Nach Abschluss des vierjährigen Studiums war er als Novize nach Kuwait in die Handelmission geschickt worden. Er war dort nicht viel mehr als ein Volontair, aber immerhin Mitglied der diplomatischen Gemeinschaft. Damit war er auch eingeladen zu den gesellschaftlichen Anlässen, den Parties und Stehempfängen.
Bei einer dieser Veranstaltungen fiel ihm eine ausgesprochen hübsche und weltgewandte junge Dame auf und es gelang ihm auch, mit ihr ins Gespräch zu kommen. Kurz, die lange Phase des höfischen Zeremoniells endete nach einigen Wochen damit, dass die Beiden ein Paar wurden, er zog bei Amal, so war ihr Name, ein. So weit eine fast alltägliche Geschichte. Nicht so in Kuwait!

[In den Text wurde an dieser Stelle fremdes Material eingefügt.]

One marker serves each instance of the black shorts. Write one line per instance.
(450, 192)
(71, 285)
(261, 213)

Denn, zum Ersten war Amal Jemenitin. Zwar in London aufgewachsen und durchaus den westlichen Lebensgewohnheiten vertraut, aber Moslem.
Zum Zweiten war sie die Nachrichtensprecherin des Kuwaitischen Fernsehens und damit nahezu jedem Kuwaiti bekannt. Kofler wurde wie ein Außerirdischer bestaunt wenn er mit Amal in den Einkaufsmals promenierte oder bei den Parties mit ihr auftauchte. Er war sich der Bewunderung der Gesellschaft sicher. Alles war wunderbar bis – es war etwa sechs Wochen nachdem er in Amals Wohnung gezogen war und damit die Beiden demonstriert hatten, dass sie ein Paar waren, als gegen 22 Uhr ein heftiges Klingeln und Schläge gegen die Türe sie aufschreckte. POLIZEI!
Die Uniformierten zeigten einen Durchsuchungsbefehl und stürmten in die Wohnung. Eigentlich wussten die vier Leute nicht, was sie machen sollten, stöberten in den Zeitungen, die auf dem Tisch lagen, schauten in den Kühlschrank. Amal und Kofler versuchten aufgeregt herauszufinden, was der Grund dieser Aktion war. Die Entspannung kam, als einer des Kommandos mit einer Zimmerpflanze in der Hand zum Leiter der Aktion kam und sie ihm präsentierte. „Das ist Haschisch!“. Es war einfach lächerlich, eine stinknormale Zimmerpflanze wurde zu Kanabis. Die Situation dagegen war keinesfalls lächerlich. Die Beiden wurden abgeführt und in die Polizeiwache gebracht. Anklage: Drogenbesitz.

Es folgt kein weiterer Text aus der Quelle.